En revanche, avoir banni des réseaux sociaux, avec ses 88 millions d’abonnés communautaires, le président des États-Unis  en exercice, soulève de nombreuses interrogations sur la liberté d'expression et l'influence politique des GAFAM. La question se pose de savoir s’il faut accepter qu’une poignée de dirigeants, multimilliardaires, d’entreprises privées, puissent régenter, unilatéralement et sans contreparties, la communication et l’opinion des États-Unis, mais aussi de toute la planète. D’ailleurs, certains estimeront, comme un avertissement d’avoir dépassé les bornes, que les deux réseaux sociaux californiens, Facebook et Twitter, aient accusé, le 11 janvier, une baisse de leur valeur boursière respectivement de 4 % et 6,4 %. En réalité, nombreux penseront que c’est le concept même de démocratie qui est désormais en péril.

Mais revenons, un instant, au voyage de Tocqueville. Ce qui l’avait le plus frappé aux États-Unis  était l’égalité des conditions qui constituait, pour lui, la clé de toute la vie démocratique. Le développement de l’égalité est universel et durable et ne s’arrêtera pas, car celle-ci est devenue forte et dominante. « La nation sera moins brillante, moins glorieuse, moins forte peut-être, mais la majorité des citoyens y jouira d’un sort prospère et le peuple s’y montrera paisible parce qu’il sait être bien ».

L’aristocrate français souligne que les États-Unis d’Amérique ont déjà, en 1830, une législation sur les successions qui fournit le type le plus saisissant d’état social égalitaire. « Ils ont pour l’égalité une passion ardente, insatiable, éternelle, invincible »« ils la veulent encore dans l’esclavage, ils souffriront, mais ils ne souffriront plus de l’aristocratie ». La souveraineté du peuple est un vrai dogme américain.
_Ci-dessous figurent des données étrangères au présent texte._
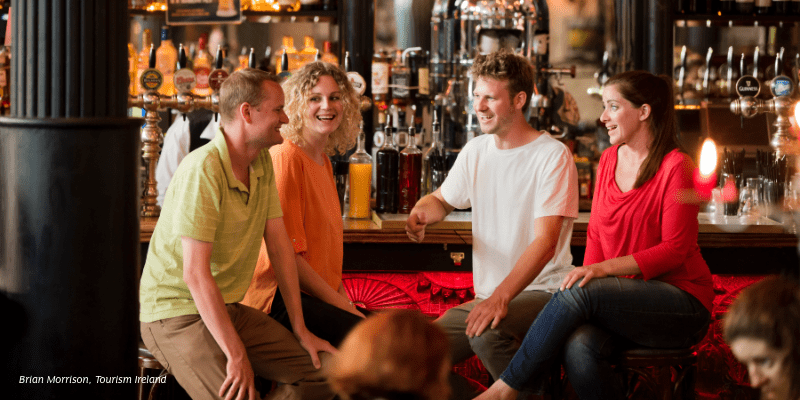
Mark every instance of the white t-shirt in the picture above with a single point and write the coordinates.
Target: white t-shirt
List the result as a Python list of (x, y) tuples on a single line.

Le peuple participe à la composition des lois par le choix des législateurs, par l’élection des agents du pouvoir exécutif, « le peuple règne sur le monde politique américain comme Dieu sur l’Univers ».
Pour autant, Tocqueville semble percevoir des menaces sur cette architecture politique : « Je veux imaginer sous quels traits nouveaux le despotisme pourrait se produire dans le monde. Je vois une foule d’hommes semblables et égaux mais au-dessus de ceux-là s’élève un pouvoir immense qui se charge seul d’assurer leur jouissance et de veiller sur leur sort… que ne peut-il leur ôter entièrement le trouble de penser et la peine de vivre ? » D’aucuns voudront voir dans cette description une prédiction de ce qui arrive aujourd’hui avec le monde des GAFAM, qui « sont le masque moderne de la servitude et de l’asphyxie de la liberté ».

Près de deux siècles après que Tocqueville ait décrit la réalité de la démocratie moderne de l’Amérique, la nouvelle administration démocrate devrait exercer le pouvoir sans baisser la garde face à la Chine et la Russie, ajuster les relations avec le Moyen-Orient selon les récents accords dits « Abraham », tout en conservant en priorité la défense des intérêts nationaux. Néanmoins, la tendance au repli reste ancrée chez les Américains et le président Joe Biden a promis qu’il ne reviendrait pas dessus, sans exclure toutefois quelques inflexions.

 

En ce qui concerne la stratégie militaire, « les États-Unis ont l’armée la plus puissante du monde, et en tant que président, je veillerai à ce qu’elle le reste, en faisant les investissements nécessaires pour équiper nos troupes en vue des défis de ce siècle, et non du dernier ».  Au sein de l’Alliance atlantique les exigences demeurent, Joe Biden s’est dit « fier des engagements que l’administration Obama-Biden avait négociés afin d’assurer que les membres de l’Otan augmentent leurs contributions financières en matière de défense ».

En outre, il faut envisager le retour heureux au multilatéralisme et à la coopération qui a été un slogan de sa campagne. Ainsi, le président élu a-t-il promis, par exemple, de réintégrer immédiatement l’accord de Paris sur le climat.

 

En guise de conclusion et sans préjuger de l’avenir, Alexis de Tocqueville eût probablement pu souhaiter que, pour le bien de la France comme de l’Europe, on aperçût encore, au-delà des travers visibles et cachés du monde commercial comme digital globalisé, que « demeurent, nettement, les caractères généraux démocratiques des États-Unis d’Amérique ».